The New Yorker: COMMENT
OZONE MAN
by David Remnick
Issue of 2006-04-24
The imminence of catastrophic global warming may be a subject far from the ever-drifting mind of President Bush—whose eschatological preoccupations privilege Armageddon over the Flood—but it is of growing concern to the rest of humanity. Climate change is even having its mass-entertainment moment. “Ice Age: The Meltdown”—featuring Ellie the computer-animated mammoth and the bottomless voice of Queen Latifah—has taken in more than a hundred million dollars at the box office in two weeks. On the same theme, but with distinctly less animation, “An Inconvenient Truth,” starring Al Gore (playing the role of Al Gore, itinerant lecturer), is coming to a theatre near you around Memorial Day. Log on to Fandango. Reserve some seats. Bring the family. It shouldn’t be missed. No kidding.
“An Inconvenient Truth” is not likely to displace the boffo numbers of “Ice Age” in Variety’s weekly grosses. It is, to be perfectly honest (and there is no way of getting around this), a documentary film about a possibly retired politician giving a slide show about the dangers of melting ice sheets and rising sea levels.
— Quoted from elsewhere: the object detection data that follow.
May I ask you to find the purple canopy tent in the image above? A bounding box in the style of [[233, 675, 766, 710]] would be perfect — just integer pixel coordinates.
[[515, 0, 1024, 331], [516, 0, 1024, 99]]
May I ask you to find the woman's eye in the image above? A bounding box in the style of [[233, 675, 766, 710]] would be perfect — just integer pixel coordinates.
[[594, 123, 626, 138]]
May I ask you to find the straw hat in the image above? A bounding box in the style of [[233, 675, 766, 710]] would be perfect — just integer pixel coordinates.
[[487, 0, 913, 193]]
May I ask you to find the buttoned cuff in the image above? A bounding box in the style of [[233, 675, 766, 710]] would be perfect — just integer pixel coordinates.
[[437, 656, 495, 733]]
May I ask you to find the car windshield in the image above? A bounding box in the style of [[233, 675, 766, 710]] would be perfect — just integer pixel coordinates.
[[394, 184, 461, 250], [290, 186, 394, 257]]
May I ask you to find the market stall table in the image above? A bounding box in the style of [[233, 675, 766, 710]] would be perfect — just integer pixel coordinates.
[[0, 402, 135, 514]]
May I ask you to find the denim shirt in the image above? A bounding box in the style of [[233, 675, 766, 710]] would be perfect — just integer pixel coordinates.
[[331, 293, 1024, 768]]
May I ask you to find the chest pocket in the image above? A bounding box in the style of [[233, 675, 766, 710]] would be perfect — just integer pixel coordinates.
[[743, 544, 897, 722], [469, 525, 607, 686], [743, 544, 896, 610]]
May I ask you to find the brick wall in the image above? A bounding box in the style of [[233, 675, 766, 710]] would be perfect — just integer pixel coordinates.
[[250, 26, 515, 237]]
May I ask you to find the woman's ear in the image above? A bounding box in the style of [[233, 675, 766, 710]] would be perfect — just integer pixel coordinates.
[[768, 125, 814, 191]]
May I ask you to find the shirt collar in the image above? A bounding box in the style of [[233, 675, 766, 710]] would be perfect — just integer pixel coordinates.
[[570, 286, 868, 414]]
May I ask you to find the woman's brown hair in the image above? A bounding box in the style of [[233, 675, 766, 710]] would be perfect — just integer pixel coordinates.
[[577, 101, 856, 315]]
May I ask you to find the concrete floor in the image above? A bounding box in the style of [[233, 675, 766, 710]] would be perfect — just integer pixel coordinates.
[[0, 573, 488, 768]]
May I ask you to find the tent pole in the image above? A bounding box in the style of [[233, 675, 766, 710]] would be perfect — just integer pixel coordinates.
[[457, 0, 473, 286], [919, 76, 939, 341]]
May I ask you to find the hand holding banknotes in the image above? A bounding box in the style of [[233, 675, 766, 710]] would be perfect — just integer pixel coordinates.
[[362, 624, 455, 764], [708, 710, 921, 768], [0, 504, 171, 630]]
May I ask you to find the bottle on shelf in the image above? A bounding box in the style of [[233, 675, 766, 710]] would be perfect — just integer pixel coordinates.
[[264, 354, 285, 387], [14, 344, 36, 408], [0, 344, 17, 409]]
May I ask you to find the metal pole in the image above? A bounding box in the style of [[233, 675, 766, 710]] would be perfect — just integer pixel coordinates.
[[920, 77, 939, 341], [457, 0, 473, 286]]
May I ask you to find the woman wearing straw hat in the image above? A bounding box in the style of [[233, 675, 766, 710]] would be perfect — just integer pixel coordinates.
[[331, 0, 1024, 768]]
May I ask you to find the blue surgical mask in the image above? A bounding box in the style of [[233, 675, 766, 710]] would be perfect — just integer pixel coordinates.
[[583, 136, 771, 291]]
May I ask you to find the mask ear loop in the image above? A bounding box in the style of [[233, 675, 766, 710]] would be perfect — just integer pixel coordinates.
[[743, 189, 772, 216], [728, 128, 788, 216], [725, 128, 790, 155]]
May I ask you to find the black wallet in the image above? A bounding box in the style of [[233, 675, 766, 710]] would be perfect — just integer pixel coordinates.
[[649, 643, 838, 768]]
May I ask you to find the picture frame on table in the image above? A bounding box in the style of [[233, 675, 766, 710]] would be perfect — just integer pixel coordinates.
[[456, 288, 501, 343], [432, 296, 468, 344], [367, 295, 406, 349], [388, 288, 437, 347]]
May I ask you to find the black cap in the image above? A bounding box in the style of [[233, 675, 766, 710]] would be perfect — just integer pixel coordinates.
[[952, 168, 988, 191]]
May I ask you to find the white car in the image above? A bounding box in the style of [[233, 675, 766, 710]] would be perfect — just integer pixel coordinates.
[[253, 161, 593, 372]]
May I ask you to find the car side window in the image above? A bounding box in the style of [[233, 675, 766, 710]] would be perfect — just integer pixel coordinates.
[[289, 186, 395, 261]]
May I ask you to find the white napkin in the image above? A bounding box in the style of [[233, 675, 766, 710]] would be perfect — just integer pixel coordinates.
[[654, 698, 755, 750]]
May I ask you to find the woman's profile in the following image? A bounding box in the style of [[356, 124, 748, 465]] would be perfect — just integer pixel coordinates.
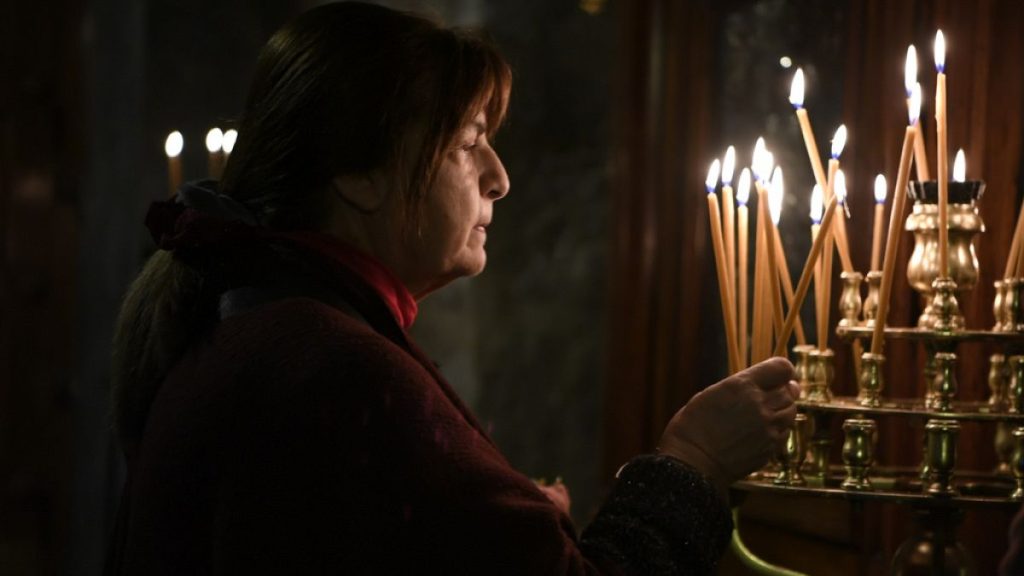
[[108, 2, 796, 574]]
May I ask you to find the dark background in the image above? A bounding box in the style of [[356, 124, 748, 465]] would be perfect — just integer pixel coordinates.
[[0, 0, 1024, 575]]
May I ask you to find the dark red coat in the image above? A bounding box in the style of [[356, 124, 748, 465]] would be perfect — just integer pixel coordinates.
[[115, 239, 731, 575]]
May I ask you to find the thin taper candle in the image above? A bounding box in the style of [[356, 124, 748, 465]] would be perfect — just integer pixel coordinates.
[[775, 198, 836, 356], [871, 174, 886, 272], [736, 168, 751, 368], [722, 146, 736, 306], [935, 30, 949, 278], [790, 68, 825, 189], [871, 125, 916, 354]]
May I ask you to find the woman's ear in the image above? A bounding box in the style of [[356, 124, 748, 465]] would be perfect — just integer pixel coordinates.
[[331, 174, 385, 214]]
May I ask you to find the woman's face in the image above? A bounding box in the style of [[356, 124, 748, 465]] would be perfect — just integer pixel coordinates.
[[396, 112, 509, 298]]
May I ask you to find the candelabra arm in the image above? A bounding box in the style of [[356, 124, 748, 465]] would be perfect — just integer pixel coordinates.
[[730, 508, 807, 576]]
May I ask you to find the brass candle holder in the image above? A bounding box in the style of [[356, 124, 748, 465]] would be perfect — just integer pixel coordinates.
[[839, 272, 864, 327], [1010, 427, 1024, 500], [992, 280, 1007, 332], [862, 270, 882, 328], [1000, 278, 1024, 332], [925, 352, 957, 412], [857, 352, 886, 407], [805, 348, 836, 404], [841, 418, 878, 490], [1007, 356, 1024, 414], [925, 419, 959, 496], [772, 414, 811, 486], [793, 344, 815, 399], [905, 180, 985, 331]]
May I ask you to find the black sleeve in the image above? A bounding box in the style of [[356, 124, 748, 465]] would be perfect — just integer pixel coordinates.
[[581, 455, 732, 575]]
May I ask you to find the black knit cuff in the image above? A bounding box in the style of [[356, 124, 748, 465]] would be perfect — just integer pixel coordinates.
[[581, 455, 732, 575]]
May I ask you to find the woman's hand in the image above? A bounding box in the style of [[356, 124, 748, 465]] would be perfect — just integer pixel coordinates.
[[658, 358, 800, 493], [534, 478, 570, 516]]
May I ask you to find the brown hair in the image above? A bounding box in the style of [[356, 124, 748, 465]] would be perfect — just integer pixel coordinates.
[[112, 2, 511, 450]]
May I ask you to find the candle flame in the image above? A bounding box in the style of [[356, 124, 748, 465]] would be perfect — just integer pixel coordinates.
[[164, 130, 185, 158], [833, 124, 846, 158], [220, 128, 239, 154], [206, 128, 224, 154], [953, 148, 967, 182], [811, 184, 825, 224], [833, 169, 846, 204], [874, 174, 888, 204], [705, 158, 722, 194], [906, 82, 921, 126], [751, 136, 767, 181], [722, 146, 736, 186], [768, 166, 784, 225], [790, 68, 804, 108], [903, 44, 918, 98], [736, 168, 751, 206]]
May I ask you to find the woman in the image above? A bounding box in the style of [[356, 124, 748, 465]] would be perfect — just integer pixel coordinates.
[[111, 2, 796, 574]]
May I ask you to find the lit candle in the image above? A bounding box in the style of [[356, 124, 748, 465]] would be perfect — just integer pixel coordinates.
[[206, 128, 224, 179], [871, 85, 921, 354], [705, 160, 739, 372], [828, 124, 853, 272], [220, 128, 239, 158], [790, 68, 825, 189], [871, 174, 886, 271], [768, 175, 807, 345], [935, 30, 949, 278], [770, 166, 785, 344], [722, 146, 736, 305], [811, 184, 825, 342], [736, 168, 751, 368], [775, 192, 836, 356], [903, 44, 931, 181], [164, 130, 185, 196]]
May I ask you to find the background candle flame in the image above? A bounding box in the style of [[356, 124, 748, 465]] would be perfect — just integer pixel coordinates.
[[220, 128, 239, 154], [874, 174, 888, 204], [811, 184, 825, 224], [906, 82, 921, 126], [751, 136, 766, 181], [903, 44, 918, 98], [833, 169, 846, 204], [722, 146, 736, 186], [206, 128, 224, 154], [164, 130, 185, 158], [736, 168, 751, 206], [833, 124, 846, 158], [935, 30, 946, 73], [790, 68, 804, 108], [705, 158, 722, 194], [768, 166, 784, 225], [953, 148, 967, 182]]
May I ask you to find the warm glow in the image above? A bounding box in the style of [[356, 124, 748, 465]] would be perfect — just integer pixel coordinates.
[[705, 158, 722, 194], [751, 137, 768, 181], [953, 148, 967, 182], [220, 128, 239, 154], [768, 166, 784, 225], [874, 174, 888, 204], [206, 128, 224, 154], [833, 124, 846, 158], [722, 146, 736, 186], [736, 168, 751, 206], [164, 130, 185, 158], [790, 68, 804, 108], [906, 82, 921, 126], [833, 170, 846, 204], [811, 184, 825, 224], [903, 44, 918, 98]]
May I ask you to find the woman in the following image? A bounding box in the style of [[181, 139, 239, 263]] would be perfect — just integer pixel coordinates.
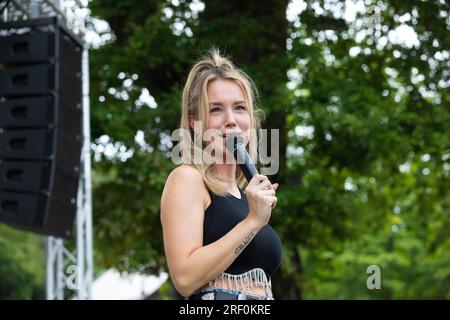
[[161, 49, 281, 300]]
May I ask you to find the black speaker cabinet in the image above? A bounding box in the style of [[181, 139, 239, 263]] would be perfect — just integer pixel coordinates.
[[0, 18, 83, 238]]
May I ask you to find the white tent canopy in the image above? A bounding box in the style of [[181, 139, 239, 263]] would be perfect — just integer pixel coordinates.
[[92, 269, 168, 300]]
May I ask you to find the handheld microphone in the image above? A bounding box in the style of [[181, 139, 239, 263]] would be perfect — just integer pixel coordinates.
[[226, 133, 258, 182]]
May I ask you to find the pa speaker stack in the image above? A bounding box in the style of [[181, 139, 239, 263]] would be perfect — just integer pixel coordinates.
[[0, 17, 82, 238]]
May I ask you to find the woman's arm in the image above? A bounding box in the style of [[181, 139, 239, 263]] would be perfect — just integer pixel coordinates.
[[161, 166, 263, 297]]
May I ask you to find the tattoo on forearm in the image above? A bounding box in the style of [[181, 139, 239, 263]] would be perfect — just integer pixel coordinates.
[[234, 232, 255, 254]]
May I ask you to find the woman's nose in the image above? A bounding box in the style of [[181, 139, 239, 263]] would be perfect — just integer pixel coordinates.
[[225, 110, 236, 128]]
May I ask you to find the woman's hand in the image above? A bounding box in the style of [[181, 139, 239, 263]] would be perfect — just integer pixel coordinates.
[[245, 175, 278, 227]]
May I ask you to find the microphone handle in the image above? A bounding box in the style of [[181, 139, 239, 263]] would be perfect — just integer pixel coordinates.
[[234, 147, 258, 182]]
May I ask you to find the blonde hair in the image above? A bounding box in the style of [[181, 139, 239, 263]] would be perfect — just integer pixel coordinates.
[[180, 48, 261, 196]]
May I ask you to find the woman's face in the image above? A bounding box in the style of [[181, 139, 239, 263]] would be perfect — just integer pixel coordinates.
[[206, 79, 251, 162]]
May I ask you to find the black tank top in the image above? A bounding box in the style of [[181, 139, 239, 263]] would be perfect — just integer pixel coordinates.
[[203, 189, 281, 277]]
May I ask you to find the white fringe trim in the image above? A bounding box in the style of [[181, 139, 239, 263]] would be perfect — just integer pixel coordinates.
[[209, 268, 272, 298]]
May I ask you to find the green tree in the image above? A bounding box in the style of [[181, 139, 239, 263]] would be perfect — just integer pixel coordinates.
[[86, 0, 450, 299]]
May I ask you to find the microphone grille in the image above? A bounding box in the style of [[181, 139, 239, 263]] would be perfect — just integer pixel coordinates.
[[226, 133, 244, 151]]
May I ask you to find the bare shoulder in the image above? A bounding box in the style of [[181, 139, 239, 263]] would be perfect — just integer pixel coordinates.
[[161, 165, 210, 212], [166, 165, 204, 189]]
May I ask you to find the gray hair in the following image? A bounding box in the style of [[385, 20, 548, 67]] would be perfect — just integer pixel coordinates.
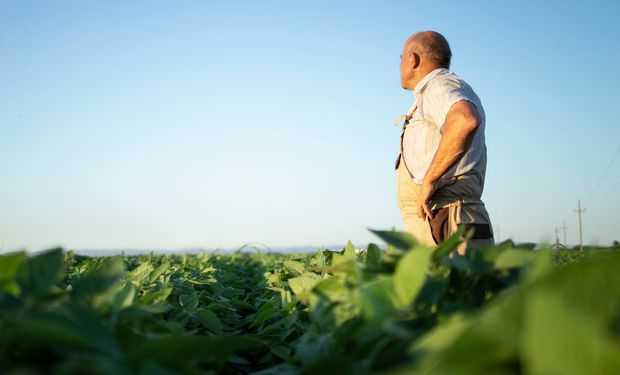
[[408, 31, 452, 68]]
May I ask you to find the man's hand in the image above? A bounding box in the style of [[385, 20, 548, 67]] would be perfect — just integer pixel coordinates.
[[418, 177, 456, 220]]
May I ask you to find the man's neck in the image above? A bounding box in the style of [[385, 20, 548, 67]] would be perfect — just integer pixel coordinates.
[[411, 66, 440, 91]]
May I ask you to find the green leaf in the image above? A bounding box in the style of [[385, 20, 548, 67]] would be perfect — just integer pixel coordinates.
[[127, 261, 153, 286], [17, 248, 65, 297], [433, 226, 465, 262], [369, 229, 418, 250], [72, 257, 125, 299], [288, 272, 321, 296], [495, 249, 535, 269], [179, 292, 200, 310], [0, 252, 26, 297], [251, 302, 281, 327], [196, 308, 222, 335], [112, 284, 136, 312], [284, 260, 306, 275], [313, 277, 351, 302], [394, 247, 433, 307], [127, 336, 263, 369], [354, 276, 400, 323], [366, 243, 383, 268], [149, 263, 170, 284], [522, 253, 620, 375], [342, 241, 355, 260]]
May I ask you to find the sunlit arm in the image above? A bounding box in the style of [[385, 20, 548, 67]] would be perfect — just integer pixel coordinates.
[[418, 100, 480, 219]]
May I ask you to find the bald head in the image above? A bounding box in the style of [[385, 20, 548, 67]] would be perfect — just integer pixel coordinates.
[[406, 31, 452, 68]]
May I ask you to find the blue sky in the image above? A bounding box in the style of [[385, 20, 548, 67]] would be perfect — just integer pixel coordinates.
[[0, 1, 620, 251]]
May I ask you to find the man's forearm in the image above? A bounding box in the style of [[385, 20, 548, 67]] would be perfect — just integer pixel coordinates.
[[424, 101, 479, 184]]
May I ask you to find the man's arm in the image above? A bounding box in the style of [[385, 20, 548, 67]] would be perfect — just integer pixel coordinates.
[[418, 100, 480, 220]]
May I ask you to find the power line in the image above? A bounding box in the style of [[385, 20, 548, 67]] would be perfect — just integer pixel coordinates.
[[593, 146, 620, 193], [575, 201, 586, 251]]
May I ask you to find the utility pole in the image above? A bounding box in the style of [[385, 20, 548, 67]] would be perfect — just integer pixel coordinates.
[[562, 221, 568, 249], [552, 227, 562, 250], [575, 201, 586, 251]]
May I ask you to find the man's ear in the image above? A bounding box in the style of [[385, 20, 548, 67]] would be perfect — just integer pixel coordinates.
[[409, 52, 421, 69]]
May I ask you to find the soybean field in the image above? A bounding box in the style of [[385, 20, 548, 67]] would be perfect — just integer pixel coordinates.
[[0, 231, 620, 375]]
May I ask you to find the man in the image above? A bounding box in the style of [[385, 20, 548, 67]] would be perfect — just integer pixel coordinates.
[[396, 31, 493, 254]]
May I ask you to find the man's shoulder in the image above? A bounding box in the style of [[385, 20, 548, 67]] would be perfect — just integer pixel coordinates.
[[426, 70, 471, 94]]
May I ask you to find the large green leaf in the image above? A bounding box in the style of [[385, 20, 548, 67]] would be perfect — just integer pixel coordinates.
[[522, 254, 620, 375], [288, 272, 321, 298], [17, 248, 65, 297], [72, 257, 125, 299], [369, 229, 418, 250], [366, 243, 383, 268], [127, 336, 263, 368], [394, 247, 434, 307], [196, 308, 222, 335], [0, 252, 26, 296], [433, 226, 464, 262], [355, 276, 401, 323]]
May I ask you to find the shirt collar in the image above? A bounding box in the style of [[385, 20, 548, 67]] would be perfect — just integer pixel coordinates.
[[413, 68, 449, 97]]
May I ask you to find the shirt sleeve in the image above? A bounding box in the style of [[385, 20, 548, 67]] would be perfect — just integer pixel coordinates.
[[424, 79, 477, 130]]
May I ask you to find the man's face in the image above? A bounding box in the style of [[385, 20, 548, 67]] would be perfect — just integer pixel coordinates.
[[400, 43, 414, 90]]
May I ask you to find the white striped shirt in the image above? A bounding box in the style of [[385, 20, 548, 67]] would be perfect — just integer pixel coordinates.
[[402, 68, 486, 189]]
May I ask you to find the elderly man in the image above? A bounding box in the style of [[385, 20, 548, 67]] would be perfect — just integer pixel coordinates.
[[396, 31, 493, 254]]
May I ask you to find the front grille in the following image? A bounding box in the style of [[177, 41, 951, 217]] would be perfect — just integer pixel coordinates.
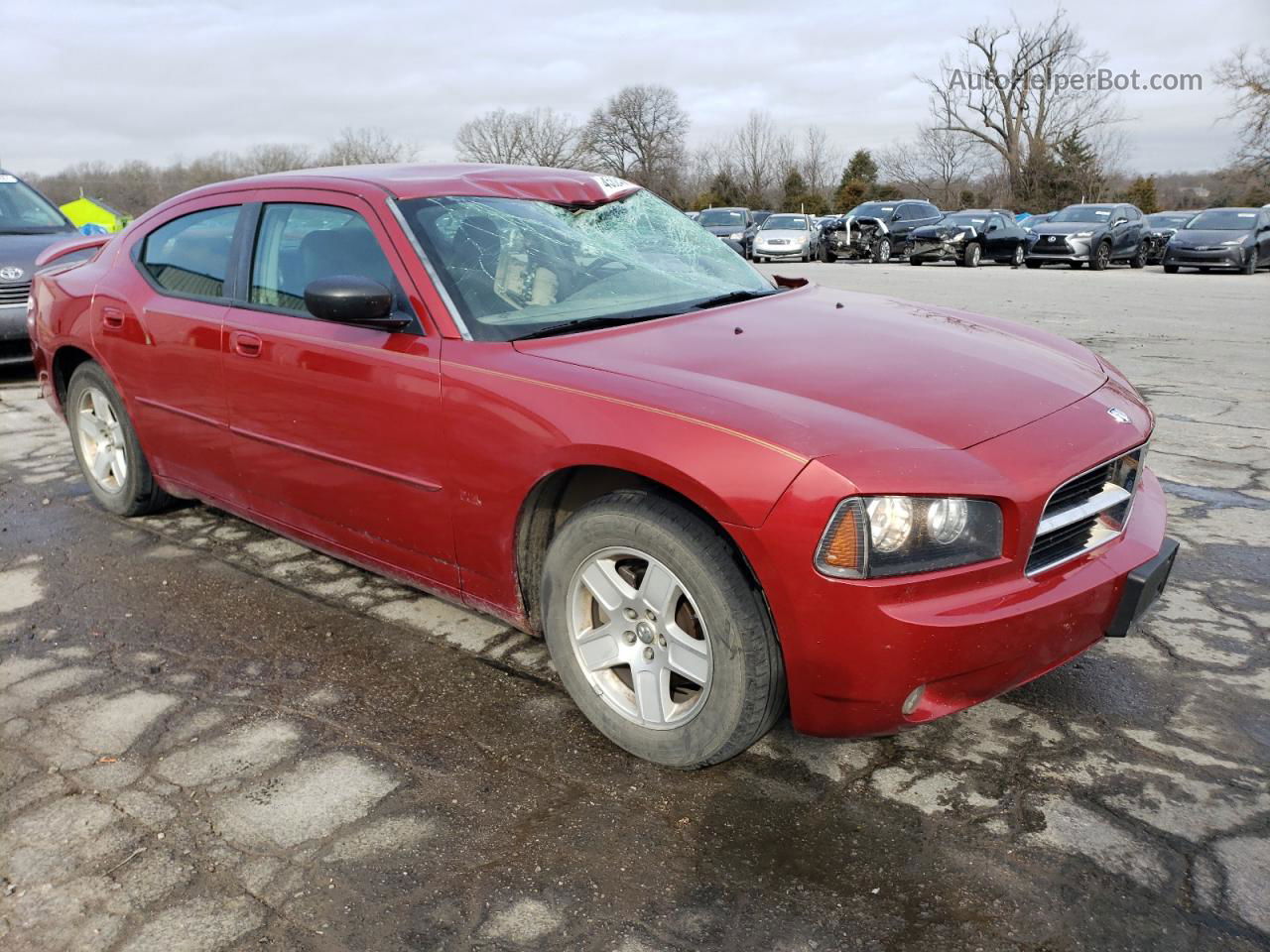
[[0, 281, 31, 307], [1026, 447, 1147, 575]]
It has a few lapses of mise en scène. Sometimes we see Gore gravely talking on his cell phone—or gravely staring out an airplane window, or gravely tapping away on his laptop in a lonely hotel room—for a little longer than is absolutely necessary. And yet, as a means of education, “An Inconvenient Truth” is a brilliantly lucid, often riveting attempt to warn Americans off our hellbent path to global suicide. “An Inconvenient Truth” is not the most entertaining film of the year. But it might be the most important.
The catch, of course, is that the audience-of-one that most urgently needs to see the film and take it to heart—namely, the man who beat Gore in the courts six years ago—does not much believe in science or, for that matter, in any information that disturbs his prejudices, his fantasies, or his sleep. Inconvenient truths are precisely what this White House is structured to avoid and deny.
In the 1992 campaign against Bill Clinton, George H. W. Bush mocked Gore as “ozone man” and claimed, “This guy is so far out in the environmental extreme we’ll be up to our necks in owls and outta work for every American.” In the 2000 campaign, George W. Bush cracked that Gore “likes electric cars. He just doesn’t like making electricity.” The younger Bush, a classic schoolyard bully with a contempt for intellect, demanded that Gore “explain what he meant by some of the things” in his 1992 book, “Earth in the Balance”—and then unashamedly admitted that he had never read it....If you are inclined to think that the unjustly awarded election of 2000 led to one of the worst Presidencies of this or any other era, it is not easy to look at Al Gore. He is the living reminder of all that might not have happened in the past six years....It is past time to recognize that, over a long career, his policy judgment and his moral judgment alike have been admirable and acute. Gore has been right about global warming since holding the first congressional hearing on the topic, twenty-six years ago. He was right about the role of the Internet, right about the need to reform welfare and cut the federal deficit, right about confronting Slobodan Milosevic in Bosnia and Kosovo. Since September 11th, he has been right about constitutional abuse, right about warrantless domestic spying, and right about the calamity of sanctioned torture. And in the case of Iraq, both before the invasion and after, he was right—courageously right—to distrust as fatally flawed the political and moral good faith, operational competence, and strategic wisdom of the Bush Administration.... There is no substitute for Presidential power, but Gore is now playing a unique role in public life. He is a symbol of what might have been, who insists that we focus on what likely will be an uninhabitable planet if we fail to pay attention to the folly we are committing, and take the steps necessary to end it.